While this sounds very complex, the training methodology is not, as long as your officers are at least as smart as your dumbest K-9. Think back to your basic science class and Pavlov’s dog. Russian scientist Pavlov performed experiments with what he called “conditioned response.” He would ring a bell right before feeding his dog. The dog learned to associate the bell with food and would salivate at the sound, even when no food was around. The scientist had programmed into the dog’s brain an involuntary, subconscious, physical response to a specific stimulus.
The modern-day version of a conditioned response, used widely in police and other training circles, is called stimulus-response. Call it what you want, but it all boils down to the Pavlovian concept. To apply this to police officers engaged in pursuit or code-3 driving and stress control, you must pre-introduce the stimulus to your officers, and then have them repeatedly practice the desired response.
While some may vehemently disagree, I was pretty sure I was as smart as Pavlov’s dog. If the dog could learn to salivate subconsciously to the sound of the bell, why couldn’t I learn to subconsciously induce combat breathing when I heard the sound of the siren, thus turning a mental cue that normally raises my adrenaline into one that would actually lower it?

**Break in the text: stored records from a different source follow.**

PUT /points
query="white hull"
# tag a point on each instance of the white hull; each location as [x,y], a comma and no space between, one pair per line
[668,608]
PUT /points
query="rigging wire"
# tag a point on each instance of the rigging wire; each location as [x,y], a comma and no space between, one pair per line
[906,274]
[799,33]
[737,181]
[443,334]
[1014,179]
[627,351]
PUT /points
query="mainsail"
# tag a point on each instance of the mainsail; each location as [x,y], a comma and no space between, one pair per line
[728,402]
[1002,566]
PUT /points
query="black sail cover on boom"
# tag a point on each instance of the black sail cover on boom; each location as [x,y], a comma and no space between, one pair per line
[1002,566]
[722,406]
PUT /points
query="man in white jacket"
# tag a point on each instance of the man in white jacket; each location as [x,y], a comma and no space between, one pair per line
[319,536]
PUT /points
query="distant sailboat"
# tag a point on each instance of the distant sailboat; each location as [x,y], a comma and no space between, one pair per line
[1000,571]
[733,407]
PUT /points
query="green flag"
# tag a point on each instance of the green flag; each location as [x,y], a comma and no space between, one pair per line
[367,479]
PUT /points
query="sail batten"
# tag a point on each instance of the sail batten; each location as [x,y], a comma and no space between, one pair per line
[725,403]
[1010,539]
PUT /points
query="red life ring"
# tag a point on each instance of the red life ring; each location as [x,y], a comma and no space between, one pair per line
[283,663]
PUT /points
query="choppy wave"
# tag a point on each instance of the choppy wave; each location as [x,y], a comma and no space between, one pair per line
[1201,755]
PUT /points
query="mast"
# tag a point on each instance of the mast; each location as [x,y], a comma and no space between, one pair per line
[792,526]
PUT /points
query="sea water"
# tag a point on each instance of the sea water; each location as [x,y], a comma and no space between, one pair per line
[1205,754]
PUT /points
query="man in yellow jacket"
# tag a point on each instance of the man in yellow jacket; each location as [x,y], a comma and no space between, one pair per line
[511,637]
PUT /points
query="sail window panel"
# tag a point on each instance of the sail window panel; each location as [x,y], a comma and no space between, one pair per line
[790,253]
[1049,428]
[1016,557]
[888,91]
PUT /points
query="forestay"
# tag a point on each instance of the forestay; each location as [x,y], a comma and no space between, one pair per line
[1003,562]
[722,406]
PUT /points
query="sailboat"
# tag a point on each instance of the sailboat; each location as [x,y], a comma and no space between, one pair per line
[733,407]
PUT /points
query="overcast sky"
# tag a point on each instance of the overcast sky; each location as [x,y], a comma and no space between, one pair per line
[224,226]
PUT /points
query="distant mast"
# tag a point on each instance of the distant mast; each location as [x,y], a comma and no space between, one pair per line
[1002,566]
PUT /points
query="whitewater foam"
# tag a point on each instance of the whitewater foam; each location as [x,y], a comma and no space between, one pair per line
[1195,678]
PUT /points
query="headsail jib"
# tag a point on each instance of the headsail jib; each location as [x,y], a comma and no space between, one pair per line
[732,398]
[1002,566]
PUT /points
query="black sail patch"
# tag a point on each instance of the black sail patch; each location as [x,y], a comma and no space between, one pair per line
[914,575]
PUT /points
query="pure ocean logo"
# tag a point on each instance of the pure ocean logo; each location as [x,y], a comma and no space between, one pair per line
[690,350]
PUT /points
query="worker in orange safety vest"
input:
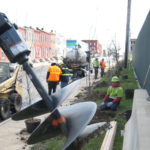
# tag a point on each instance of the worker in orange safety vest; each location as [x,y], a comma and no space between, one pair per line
[53,77]
[102,66]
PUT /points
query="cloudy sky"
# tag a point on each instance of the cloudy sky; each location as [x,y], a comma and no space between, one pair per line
[103,20]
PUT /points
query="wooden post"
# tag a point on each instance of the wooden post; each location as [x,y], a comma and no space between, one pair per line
[109,137]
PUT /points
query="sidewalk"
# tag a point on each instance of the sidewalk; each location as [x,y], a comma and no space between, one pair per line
[10,137]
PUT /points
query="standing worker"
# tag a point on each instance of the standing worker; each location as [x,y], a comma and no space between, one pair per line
[114,95]
[64,78]
[96,66]
[53,77]
[102,66]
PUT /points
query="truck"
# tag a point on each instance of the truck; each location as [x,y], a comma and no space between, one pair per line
[76,61]
[10,89]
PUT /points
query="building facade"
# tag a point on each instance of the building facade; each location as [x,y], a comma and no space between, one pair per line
[41,44]
[94,46]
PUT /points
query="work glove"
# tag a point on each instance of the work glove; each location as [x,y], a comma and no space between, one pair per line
[109,104]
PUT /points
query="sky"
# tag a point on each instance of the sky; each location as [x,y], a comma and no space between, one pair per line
[103,20]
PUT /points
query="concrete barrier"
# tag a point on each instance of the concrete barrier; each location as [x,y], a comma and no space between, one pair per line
[137,129]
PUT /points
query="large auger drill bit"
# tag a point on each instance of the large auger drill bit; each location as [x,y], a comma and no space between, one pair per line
[70,121]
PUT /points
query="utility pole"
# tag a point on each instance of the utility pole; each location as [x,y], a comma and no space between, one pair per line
[127,34]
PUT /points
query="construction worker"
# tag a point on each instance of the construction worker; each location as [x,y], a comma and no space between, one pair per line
[53,77]
[64,78]
[113,96]
[102,66]
[96,66]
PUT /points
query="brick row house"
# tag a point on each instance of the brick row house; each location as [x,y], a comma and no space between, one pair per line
[42,44]
[94,46]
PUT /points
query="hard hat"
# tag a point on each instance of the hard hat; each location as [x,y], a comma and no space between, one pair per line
[115,79]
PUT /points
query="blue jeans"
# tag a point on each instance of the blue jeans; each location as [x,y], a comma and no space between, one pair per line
[63,84]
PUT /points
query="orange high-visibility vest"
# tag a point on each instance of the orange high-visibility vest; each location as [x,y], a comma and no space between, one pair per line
[55,73]
[103,65]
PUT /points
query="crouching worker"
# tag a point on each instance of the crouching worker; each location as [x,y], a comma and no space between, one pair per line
[113,96]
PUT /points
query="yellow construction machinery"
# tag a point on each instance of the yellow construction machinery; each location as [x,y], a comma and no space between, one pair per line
[10,89]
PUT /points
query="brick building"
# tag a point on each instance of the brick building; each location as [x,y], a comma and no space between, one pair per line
[94,46]
[42,44]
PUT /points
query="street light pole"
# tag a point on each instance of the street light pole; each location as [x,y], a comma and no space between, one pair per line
[127,34]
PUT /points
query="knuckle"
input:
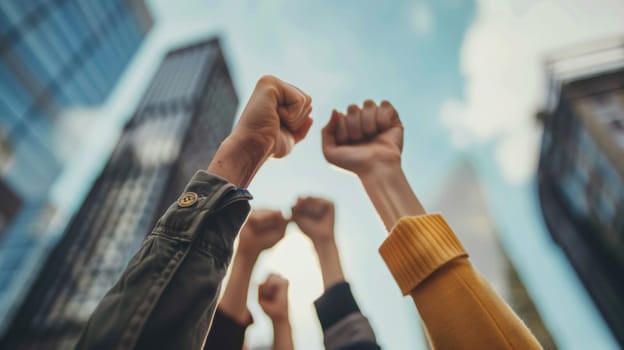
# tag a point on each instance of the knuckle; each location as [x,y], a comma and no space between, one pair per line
[267,79]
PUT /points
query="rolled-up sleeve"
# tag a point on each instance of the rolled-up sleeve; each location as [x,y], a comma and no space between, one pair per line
[168,293]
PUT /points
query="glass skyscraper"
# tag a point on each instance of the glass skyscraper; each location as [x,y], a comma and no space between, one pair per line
[464,205]
[185,113]
[581,173]
[55,55]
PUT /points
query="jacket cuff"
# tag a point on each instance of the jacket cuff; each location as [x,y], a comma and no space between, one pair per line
[418,246]
[336,303]
[203,195]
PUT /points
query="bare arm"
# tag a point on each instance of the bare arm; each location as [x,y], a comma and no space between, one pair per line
[457,305]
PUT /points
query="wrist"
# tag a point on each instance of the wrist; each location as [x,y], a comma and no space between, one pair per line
[391,194]
[324,244]
[281,321]
[380,172]
[246,258]
[238,158]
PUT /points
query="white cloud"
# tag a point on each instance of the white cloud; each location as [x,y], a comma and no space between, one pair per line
[422,19]
[501,59]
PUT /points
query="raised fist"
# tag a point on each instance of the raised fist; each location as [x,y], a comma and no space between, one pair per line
[364,139]
[276,117]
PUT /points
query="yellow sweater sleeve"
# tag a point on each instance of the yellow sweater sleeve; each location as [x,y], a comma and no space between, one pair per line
[458,307]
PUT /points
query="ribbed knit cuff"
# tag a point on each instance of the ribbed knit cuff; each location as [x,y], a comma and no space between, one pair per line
[417,246]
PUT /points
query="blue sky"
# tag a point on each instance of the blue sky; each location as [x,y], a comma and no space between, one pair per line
[465,78]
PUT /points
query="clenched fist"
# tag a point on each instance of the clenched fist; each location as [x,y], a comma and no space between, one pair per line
[263,230]
[276,117]
[273,298]
[365,138]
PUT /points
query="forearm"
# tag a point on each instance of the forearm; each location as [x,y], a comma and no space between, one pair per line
[238,160]
[457,300]
[282,335]
[429,263]
[329,259]
[234,300]
[391,194]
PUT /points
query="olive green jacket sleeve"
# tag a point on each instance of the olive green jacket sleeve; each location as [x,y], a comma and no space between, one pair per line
[166,297]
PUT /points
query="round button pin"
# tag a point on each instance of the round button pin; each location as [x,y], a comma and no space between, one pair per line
[187,199]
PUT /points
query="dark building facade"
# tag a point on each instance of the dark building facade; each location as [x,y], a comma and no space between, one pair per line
[187,110]
[581,182]
[465,207]
[55,55]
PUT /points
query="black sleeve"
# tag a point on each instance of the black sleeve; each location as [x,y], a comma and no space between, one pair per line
[344,326]
[336,303]
[225,333]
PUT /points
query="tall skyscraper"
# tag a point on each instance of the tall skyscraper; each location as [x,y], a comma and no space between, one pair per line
[464,206]
[581,171]
[187,110]
[55,55]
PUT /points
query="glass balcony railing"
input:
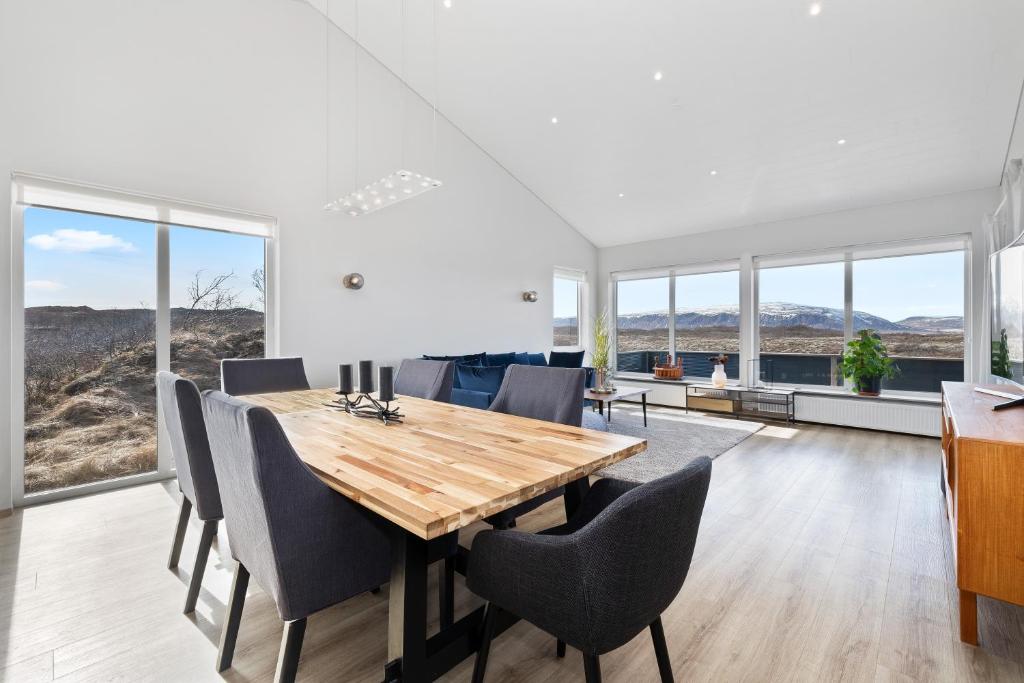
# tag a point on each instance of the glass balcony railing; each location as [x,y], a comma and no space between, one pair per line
[916,374]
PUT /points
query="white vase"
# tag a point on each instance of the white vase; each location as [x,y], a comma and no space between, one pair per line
[718,377]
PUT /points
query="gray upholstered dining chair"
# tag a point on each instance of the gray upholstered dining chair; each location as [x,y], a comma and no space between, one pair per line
[426,379]
[243,376]
[305,545]
[182,412]
[602,578]
[552,394]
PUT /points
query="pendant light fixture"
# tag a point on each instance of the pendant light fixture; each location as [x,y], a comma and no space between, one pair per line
[400,184]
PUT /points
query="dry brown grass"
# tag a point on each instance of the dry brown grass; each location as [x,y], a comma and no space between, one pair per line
[101,423]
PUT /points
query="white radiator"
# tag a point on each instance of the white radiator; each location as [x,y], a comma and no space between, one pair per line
[895,416]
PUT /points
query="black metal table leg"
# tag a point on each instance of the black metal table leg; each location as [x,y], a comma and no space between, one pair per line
[574,493]
[407,638]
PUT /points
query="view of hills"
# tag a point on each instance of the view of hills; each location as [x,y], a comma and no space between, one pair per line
[90,410]
[779,314]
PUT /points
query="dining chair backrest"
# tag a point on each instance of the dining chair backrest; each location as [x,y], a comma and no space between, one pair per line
[181,410]
[645,541]
[426,379]
[244,376]
[553,394]
[306,545]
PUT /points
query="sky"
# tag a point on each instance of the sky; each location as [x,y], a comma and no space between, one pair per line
[75,259]
[892,288]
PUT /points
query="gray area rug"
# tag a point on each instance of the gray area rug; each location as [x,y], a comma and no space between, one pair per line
[673,440]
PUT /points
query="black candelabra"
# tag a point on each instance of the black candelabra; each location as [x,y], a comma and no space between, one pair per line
[365,406]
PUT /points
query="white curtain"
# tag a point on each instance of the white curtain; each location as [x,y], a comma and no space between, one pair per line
[1003,228]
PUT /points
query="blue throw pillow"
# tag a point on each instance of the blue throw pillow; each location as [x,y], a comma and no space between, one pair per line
[499,359]
[566,358]
[475,378]
[469,359]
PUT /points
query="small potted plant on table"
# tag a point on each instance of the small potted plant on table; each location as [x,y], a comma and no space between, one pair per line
[866,361]
[601,357]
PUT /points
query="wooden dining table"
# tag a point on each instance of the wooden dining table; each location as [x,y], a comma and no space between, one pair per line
[440,469]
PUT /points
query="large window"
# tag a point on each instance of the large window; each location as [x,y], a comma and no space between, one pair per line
[642,323]
[117,287]
[804,308]
[910,295]
[708,322]
[915,304]
[567,308]
[801,324]
[90,310]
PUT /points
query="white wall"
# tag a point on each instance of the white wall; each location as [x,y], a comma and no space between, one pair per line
[223,101]
[949,214]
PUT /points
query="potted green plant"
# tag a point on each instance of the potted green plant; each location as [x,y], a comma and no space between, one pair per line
[1000,357]
[600,358]
[866,363]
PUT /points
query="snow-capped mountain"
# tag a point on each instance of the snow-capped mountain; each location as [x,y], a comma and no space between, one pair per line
[781,314]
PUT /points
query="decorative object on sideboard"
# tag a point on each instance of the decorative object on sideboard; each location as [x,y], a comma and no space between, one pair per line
[365,406]
[866,361]
[668,371]
[718,378]
[601,357]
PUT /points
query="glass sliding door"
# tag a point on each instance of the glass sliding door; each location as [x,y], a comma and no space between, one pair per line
[90,294]
[217,299]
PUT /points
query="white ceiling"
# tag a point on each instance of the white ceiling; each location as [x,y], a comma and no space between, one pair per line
[924,91]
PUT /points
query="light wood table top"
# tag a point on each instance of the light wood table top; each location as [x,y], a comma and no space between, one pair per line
[444,466]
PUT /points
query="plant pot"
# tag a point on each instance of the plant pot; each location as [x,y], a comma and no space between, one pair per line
[868,386]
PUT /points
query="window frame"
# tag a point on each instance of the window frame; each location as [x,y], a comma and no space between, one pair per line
[31,190]
[848,256]
[671,273]
[750,265]
[580,278]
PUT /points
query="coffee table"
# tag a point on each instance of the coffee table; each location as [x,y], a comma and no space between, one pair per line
[620,393]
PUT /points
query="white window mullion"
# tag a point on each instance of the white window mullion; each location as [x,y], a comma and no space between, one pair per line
[672,318]
[749,332]
[163,334]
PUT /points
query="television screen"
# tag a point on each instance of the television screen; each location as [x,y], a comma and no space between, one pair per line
[1008,314]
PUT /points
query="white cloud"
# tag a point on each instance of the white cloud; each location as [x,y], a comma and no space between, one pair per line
[44,286]
[70,240]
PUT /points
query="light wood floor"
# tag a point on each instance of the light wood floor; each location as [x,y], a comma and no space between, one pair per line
[823,555]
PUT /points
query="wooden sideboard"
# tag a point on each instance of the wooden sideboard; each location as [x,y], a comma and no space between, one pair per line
[983,479]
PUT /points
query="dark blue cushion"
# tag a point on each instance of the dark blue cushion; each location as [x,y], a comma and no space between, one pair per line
[471,398]
[469,359]
[486,380]
[566,359]
[496,359]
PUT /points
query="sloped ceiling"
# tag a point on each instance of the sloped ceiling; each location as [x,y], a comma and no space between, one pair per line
[923,93]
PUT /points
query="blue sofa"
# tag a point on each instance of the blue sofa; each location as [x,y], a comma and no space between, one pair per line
[478,376]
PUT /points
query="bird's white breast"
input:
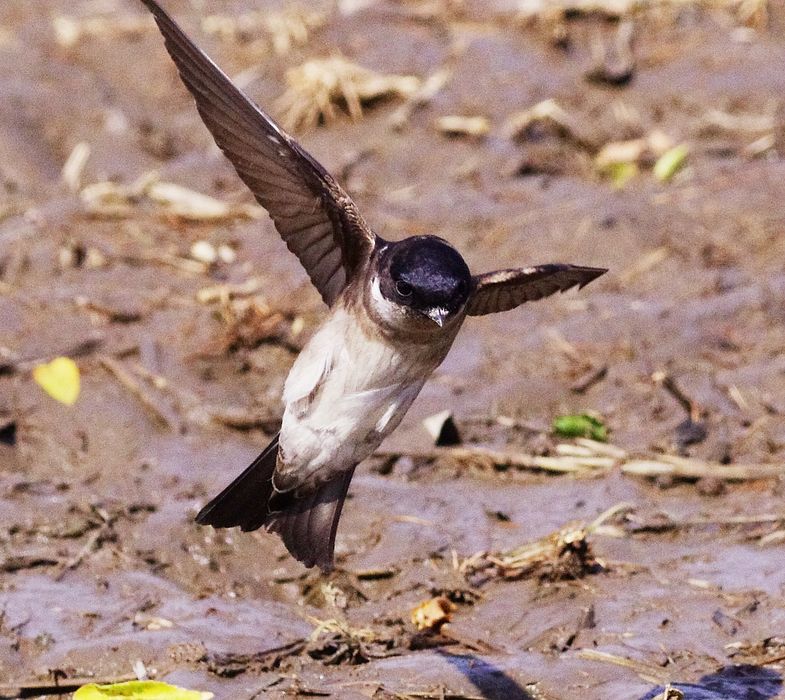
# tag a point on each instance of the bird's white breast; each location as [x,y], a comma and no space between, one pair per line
[347,390]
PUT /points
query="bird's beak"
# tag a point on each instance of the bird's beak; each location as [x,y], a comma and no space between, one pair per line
[438,314]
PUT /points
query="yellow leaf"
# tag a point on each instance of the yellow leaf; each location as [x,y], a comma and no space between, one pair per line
[59,378]
[139,690]
[432,613]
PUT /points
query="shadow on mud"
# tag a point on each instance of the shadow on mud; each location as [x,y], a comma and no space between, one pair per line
[492,682]
[730,683]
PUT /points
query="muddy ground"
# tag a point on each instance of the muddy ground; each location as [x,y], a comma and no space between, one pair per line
[101,564]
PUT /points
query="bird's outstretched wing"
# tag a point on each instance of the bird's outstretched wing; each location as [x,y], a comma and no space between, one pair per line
[316,218]
[505,289]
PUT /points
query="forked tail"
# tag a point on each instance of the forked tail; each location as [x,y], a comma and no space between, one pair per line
[307,522]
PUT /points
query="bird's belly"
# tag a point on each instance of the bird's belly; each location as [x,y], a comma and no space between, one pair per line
[344,395]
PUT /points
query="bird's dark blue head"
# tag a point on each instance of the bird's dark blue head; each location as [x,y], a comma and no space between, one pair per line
[427,275]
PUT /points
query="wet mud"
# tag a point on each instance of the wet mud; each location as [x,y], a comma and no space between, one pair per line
[679,349]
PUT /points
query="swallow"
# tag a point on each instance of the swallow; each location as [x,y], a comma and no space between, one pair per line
[394,311]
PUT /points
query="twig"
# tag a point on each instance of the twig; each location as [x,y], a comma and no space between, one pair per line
[135,389]
[680,467]
[507,459]
[668,383]
[649,672]
[639,525]
[93,542]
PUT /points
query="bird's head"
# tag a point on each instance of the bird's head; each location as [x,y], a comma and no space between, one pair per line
[426,278]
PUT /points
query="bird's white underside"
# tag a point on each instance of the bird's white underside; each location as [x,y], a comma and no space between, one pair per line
[346,392]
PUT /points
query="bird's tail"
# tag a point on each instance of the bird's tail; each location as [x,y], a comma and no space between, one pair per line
[307,522]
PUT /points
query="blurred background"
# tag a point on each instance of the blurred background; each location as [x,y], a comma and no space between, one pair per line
[642,136]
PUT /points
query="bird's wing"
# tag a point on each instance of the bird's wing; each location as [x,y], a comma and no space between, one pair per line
[505,289]
[316,218]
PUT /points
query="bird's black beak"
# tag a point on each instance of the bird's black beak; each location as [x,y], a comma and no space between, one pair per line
[438,314]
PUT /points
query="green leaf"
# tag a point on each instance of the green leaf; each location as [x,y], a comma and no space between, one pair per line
[621,173]
[580,425]
[670,162]
[139,690]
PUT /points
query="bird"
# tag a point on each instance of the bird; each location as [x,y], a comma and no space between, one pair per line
[395,308]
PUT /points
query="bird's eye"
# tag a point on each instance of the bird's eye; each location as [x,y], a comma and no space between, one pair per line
[403,288]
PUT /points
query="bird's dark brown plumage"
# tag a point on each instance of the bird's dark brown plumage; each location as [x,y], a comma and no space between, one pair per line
[322,226]
[316,218]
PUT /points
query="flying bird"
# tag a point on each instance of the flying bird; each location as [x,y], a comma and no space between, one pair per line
[395,309]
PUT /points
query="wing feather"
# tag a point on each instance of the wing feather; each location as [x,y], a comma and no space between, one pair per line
[505,289]
[303,200]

The method is quite simple. Take a tape recording of a siren and play it for your cadets for five or 10 minutes a day at the end of every academy training day. While the siren plays, direct the cadets to practice the combat-breathing exercises detailed earlier. To enhance this, play videos of pursuits from in-car tapes as the siren wails. If you do this for the duration of your academy, when your cadets are on the street, they will start combat breathing subconsciously to the sound of a siren, thus helping them control their adrenaline surges before they occur.
Not Convinced?
I’m not a doctor, and I don’t play one on TV. However, Alexis Artwohl, PhD, one of America’s most respected police psychologists, had this to say about this training concept: “Police officers should be taught controlled breathing from day one in training to the point where it becomes so automatic they do it without thinking. They should be given the opportunity to practice it during stress-inducing reality-based training scenarios. If we don’t provide officers with this type of stress-inoculation training, we are not adequately preparing them to perform well in an actual situation.”
Dave Grossman, a former army Ranger and paratrooper who taught psychology at West Point and wrote the Pulitzer-Prize nominated book On Killing and the highly acclaimed police training tape “The Bullet-Proof Mind,” had this to say about the training concept: “I have been teaching the breathing exercise and its positive impact on performance during high-speed pursuits for years now, and I have been training it to military special-ops pilots for the same reason. All of these organizations have given me tremendous positive feedback. The idea of making it a conditioned reflex is brilliant. This is a true revolution in training, which addresses a major performance problem and brings us up to a new level of professionalism.”
Call me crazy, but I know how much this technique helped me, and I truly believe it can help improve law- enforcement safety forever.
Conclusion
Every police chief, police commissioner and police trainer should hang a copy of the old military poster that reads “Your mind is your primary weapon” in front of their desk. Or maybe a police-specific quote: “Your officers’ minds are their primary source of every positive and negative action they make.” This fact is such a simple concept we tend to overlook it. An officer’s brain is the little voice in their head that makes their body accomplish tremendous acts of bravery under unthinkable situations. However, it can also be the primal, instinctive voice commanding the use of excessive force under circumstances of extreme stress, adrenaline overload and emotional arousal, even from officers who would not think of such an act under normal conditions.